On Wed, Feb 04, 2015 at 01:14:14PM -0800, Neil Girdhar wrote:
Hundreds of people want an orderedset (http://stackoverflow.com/questions/1653970/does-python-have-an-ordered-set) and yet the ordered sets that are in PyPI (oset, ordered-set) are incomplete. Please consider adding an ordered set that has *all* of the same functionality as set.
I think you have this backwards: more likely, first you find a complete implementation on PyPI, then you propose it for the standard library.
The only major design decision is (I think) whether to store the elements in a linked list or dynamic vector.
That's an implementation detail and therefore irrelevant (in the sense that it is subject to change without affecting code that uses ordered sets).
I think there are plenty of other major design decisions to be made. What's the union between a regular set and an ordered set? Is there a frozen ordered set? Do ordered sets compare unequal if they differ only in order (like lists)?
My personal preference is to specify the ordered set via a flag to the constructor, which can be intercepted by __new__ to return a different object type as necessary.

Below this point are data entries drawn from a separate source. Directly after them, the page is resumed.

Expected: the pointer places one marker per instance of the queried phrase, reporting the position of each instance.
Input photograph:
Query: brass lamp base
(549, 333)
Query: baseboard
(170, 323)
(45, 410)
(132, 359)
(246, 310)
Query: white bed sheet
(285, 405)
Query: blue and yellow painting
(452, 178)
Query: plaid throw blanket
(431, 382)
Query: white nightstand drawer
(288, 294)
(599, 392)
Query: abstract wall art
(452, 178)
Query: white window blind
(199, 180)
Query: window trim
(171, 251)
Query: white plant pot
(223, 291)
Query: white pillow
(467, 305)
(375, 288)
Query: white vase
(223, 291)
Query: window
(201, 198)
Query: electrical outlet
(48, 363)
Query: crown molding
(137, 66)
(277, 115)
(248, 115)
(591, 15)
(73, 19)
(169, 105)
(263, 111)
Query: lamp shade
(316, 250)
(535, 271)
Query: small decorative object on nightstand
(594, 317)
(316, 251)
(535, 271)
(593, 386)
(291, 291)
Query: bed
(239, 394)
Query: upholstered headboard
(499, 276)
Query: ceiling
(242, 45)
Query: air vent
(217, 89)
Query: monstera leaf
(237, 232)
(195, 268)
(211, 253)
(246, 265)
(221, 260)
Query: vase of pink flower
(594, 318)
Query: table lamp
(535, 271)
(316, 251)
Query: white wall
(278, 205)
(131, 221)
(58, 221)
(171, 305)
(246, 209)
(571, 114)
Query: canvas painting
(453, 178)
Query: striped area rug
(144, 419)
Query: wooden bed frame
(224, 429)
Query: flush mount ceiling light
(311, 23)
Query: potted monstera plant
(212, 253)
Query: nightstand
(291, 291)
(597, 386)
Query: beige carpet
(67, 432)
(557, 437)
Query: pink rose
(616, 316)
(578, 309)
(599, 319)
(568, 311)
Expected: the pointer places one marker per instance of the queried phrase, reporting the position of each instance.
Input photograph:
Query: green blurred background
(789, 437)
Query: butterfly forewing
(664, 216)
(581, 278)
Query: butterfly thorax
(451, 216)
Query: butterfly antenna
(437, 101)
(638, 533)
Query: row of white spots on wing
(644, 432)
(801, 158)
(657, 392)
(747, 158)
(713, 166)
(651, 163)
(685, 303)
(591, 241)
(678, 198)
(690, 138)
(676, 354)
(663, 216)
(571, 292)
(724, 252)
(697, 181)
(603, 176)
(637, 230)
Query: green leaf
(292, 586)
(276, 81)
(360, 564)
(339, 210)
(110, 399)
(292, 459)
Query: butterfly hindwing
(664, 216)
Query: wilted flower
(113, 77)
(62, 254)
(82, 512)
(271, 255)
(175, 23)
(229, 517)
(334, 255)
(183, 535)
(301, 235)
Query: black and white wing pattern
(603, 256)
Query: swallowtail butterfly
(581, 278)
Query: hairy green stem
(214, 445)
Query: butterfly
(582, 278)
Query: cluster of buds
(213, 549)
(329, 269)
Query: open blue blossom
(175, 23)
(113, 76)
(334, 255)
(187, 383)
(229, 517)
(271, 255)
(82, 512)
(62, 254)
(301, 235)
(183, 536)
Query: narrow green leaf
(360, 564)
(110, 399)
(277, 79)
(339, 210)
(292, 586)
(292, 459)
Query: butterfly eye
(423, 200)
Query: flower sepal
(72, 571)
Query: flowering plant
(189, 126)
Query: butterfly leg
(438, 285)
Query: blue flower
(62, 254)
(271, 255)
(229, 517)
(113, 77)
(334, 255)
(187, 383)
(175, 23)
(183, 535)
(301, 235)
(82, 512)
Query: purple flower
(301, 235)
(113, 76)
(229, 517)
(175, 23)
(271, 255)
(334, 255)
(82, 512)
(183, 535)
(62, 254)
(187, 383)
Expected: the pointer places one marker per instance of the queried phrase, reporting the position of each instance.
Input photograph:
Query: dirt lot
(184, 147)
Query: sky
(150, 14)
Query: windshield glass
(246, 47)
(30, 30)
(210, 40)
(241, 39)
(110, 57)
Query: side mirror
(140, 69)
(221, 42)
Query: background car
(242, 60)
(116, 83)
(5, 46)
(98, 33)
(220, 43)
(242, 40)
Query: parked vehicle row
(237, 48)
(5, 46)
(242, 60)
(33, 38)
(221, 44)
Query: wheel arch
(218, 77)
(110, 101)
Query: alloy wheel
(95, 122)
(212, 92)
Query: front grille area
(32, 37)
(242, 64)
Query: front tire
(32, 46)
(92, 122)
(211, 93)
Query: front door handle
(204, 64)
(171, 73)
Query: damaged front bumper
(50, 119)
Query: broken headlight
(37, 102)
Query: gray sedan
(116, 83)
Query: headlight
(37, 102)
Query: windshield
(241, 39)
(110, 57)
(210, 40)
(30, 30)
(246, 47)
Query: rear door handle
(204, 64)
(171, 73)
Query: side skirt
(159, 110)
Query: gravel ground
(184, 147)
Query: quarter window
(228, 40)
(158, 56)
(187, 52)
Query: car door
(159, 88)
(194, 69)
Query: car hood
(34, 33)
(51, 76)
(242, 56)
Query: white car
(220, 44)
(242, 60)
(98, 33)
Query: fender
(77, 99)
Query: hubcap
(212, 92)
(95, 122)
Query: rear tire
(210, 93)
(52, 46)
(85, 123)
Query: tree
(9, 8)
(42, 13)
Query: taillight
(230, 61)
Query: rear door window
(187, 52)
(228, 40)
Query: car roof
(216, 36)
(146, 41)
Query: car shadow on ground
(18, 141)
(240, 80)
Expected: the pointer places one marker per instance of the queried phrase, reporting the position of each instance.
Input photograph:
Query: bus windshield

-1 on a flag to the constructor.
I don't know if this rule (well, guideline) has a formal name anywhere, so I'm going to call it Guido's Rule: no constant mode arguments. I think this is a powerful design principle.
Functions or methods (including constructors) should not take arguments which, when given, are invariably supplied as constants. This especially goes for "mode" arguments, usually a flag, where the implemention of the function then looks something like this:
def thing(arg, flag=True): if flag: return this(arg) else: return that(arg)
In cases like this, you should expose this and that as distinct functions.
(If somebody -- Guido? -- would like to propose a cleaner explanation for the rule, I suggest we put it somewhere in the documention. Perhaps in the FAQs.)
(1) We have list and tuple as separate functions, not sequences(*args, *, mutable=False).
(2) str and unicode (str and bytes), not str(obj, unicode=True).
(3) pairs of (sin, sin), (cos, acos), (tan, atan) functions, rather than sin(x, inverse=False). For that matter, same with sin/sinh etc.
Note that this is a "should not", not "must not": exceptions are allowed where the API clearly improved by it:
sorted(seq, reversed=True) rather than sorted/reverse_sorted.
(If anyone wants to add a complete ordered set to PyPI that would also be very useful for me!)
I'm sure it would be very useful to lots of people. Perhaps you could scratch your own itch and solve their problem at the same time?